Nel 2018 Manuela Santoni decide di dare vita ad altre figure letterarie di primo piano con la graphic novel “Le sorelle Bronte“, edita da Beccogiallo Editore.

La storia delle celebri sorelle Charlotte, Emily e Anne, alle prese al tempo stesso con difficoltà economiche e con la necessità di esprimere, da donne, il loro talento per la letteratura in un contesto dominato dagli uomini, viene tratteggiata, anche in questo caso, con stile disinvoltamente minimal e riconoscibilissimo.

Santoni illustra quindi “Mary Shelly“, scritto da Alessandro Di Virgilio, graphic novel sulla vita avventurosa e anticonvenzionale della scrittrice che molti conoscono in quanto autrice di “Frankestein”. In realtà Mary Shelley fu una figura estremamente interessante.

Figlia di una femminista morta pochi giorni dopo la sua nascita e di un politico anarco-comunista, a diciassette anni Mary scappò in Francia con il suo futuro marito, il poeta Percy Bysshe Shelley.

Intraprese quindi una serie di viaggi in Europa con lui, con la sorella Claire e con l’amante di Claire, il celebre Lord Byron.

Fu proprio durante il loro soggiorno a Ginevra, a Villa Diodati, nel 1816, che l’idea di “Frankstein” prese corpo durante un gioco di società.

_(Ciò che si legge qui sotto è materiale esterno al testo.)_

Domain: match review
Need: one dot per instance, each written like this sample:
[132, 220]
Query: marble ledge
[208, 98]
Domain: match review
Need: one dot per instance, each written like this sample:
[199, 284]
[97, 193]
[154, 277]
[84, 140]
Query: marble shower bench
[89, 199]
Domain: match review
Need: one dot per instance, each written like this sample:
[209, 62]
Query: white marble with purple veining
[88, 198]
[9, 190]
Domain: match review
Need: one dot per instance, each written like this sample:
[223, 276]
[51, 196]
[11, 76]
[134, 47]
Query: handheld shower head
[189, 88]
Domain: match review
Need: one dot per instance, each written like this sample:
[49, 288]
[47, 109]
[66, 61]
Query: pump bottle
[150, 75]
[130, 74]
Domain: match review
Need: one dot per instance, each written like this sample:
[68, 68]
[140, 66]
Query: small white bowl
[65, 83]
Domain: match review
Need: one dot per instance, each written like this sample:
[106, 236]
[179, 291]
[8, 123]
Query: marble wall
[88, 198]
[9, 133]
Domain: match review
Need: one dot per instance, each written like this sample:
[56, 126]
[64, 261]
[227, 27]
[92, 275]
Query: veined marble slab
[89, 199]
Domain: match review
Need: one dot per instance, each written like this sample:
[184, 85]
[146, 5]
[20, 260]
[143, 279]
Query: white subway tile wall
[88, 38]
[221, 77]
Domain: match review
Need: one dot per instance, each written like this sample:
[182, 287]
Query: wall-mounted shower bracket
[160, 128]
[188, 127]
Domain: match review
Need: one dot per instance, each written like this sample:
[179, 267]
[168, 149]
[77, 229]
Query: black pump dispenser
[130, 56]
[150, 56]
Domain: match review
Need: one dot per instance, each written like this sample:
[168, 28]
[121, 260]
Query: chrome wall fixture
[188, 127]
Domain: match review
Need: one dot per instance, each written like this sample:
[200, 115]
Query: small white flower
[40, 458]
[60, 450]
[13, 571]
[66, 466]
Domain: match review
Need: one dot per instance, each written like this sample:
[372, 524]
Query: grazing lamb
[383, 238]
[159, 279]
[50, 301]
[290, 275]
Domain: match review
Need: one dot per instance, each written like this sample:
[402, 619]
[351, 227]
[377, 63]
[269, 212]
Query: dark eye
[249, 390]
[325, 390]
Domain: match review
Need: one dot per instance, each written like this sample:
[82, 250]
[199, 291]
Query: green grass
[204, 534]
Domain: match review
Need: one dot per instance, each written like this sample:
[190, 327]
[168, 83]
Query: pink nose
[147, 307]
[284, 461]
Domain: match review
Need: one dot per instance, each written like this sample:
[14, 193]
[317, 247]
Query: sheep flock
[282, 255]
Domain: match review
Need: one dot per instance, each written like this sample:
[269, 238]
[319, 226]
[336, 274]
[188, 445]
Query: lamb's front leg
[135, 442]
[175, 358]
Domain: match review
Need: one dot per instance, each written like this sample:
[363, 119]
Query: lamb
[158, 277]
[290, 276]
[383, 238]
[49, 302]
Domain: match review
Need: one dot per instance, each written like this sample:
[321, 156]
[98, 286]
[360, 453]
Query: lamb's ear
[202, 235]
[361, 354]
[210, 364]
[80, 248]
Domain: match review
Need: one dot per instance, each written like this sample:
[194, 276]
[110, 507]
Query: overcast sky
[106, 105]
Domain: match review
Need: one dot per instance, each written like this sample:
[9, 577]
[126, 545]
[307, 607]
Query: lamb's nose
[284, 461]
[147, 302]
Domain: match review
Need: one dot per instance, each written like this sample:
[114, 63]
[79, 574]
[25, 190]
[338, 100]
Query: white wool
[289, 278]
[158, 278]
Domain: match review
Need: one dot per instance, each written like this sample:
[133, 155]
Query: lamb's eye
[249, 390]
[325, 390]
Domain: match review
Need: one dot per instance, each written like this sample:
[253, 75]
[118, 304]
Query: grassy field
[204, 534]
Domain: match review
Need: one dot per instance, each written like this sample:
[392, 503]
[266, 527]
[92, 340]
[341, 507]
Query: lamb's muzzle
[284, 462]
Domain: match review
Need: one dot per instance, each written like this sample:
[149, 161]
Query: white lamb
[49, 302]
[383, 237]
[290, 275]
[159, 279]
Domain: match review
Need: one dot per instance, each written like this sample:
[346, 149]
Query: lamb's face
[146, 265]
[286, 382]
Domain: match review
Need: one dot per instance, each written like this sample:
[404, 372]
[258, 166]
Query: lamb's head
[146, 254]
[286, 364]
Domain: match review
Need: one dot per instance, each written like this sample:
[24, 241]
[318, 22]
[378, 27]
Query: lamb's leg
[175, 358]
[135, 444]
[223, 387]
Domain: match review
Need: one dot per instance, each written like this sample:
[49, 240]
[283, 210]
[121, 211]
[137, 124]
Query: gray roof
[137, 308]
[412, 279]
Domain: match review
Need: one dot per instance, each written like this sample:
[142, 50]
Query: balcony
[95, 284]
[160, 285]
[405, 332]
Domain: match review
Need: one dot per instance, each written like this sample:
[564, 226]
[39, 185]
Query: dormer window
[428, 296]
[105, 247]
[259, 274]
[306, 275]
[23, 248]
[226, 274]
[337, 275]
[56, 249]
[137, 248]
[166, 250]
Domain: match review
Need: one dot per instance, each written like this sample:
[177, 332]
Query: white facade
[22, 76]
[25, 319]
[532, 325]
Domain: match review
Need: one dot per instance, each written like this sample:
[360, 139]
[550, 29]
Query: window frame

Per Bao Publishing Manuela Santoni sta realizzando infine un fumetto per bambini, “La lettera perduta“, la cui uscita è prevista nel 2021.

Attualmente vive e lavora a Fonte Nuova, in provincia di Roma ed è insegnante di Illustrazione e fumetto presso la scuola Pencil Art di Roma e Bari.

Luca Giorietto inizia il suo percorso lavorando a manifesti, poster e flyers per band della scena alternative italiana e internazionale. Costruisce mondi visivi mescolando tecniche digitali e collage, in una sorta di visione alla Lewis Carrol mescolata a John Carpenter.
Da lì nasce l’esigenza di tradurre quel cut up visivo in fotografia unica. Alcune delle sue influenze più importanti sono: Vaughan Oliver, Peter Greenaway, Laurent Durieux, Gus Van Sant, Perry Farrell, Terry Gilliam, Alfred Hitchcock, Kim Gordon, Dario Argento, Powell & Pressburger, Gregg Araki, Edward Hopper e Stephen King.

Si dedica quindi a un progetto sulla scena rap italiana intitolato #YES – Your Ego Sucks ritraendo artisti come Salmo, Guè Pequeno, Franco126, Speranza, Madame, Ghemon, Izi, Gemitaiz, Ernia, Clementino, Fishball, Frah Quintale, Noyz Narcos, Frenetik&Orang3 ed altri.

Il suo progetto sugli illustratori nasce dalla sua passione per artisti legati all’animazione come Mary Blair, Eyvind Earle, Kay Nielsen ma anche artisti alternativi come Raymond Pettibon e fumettisti quali Sergio Asteriti e Guido Scala.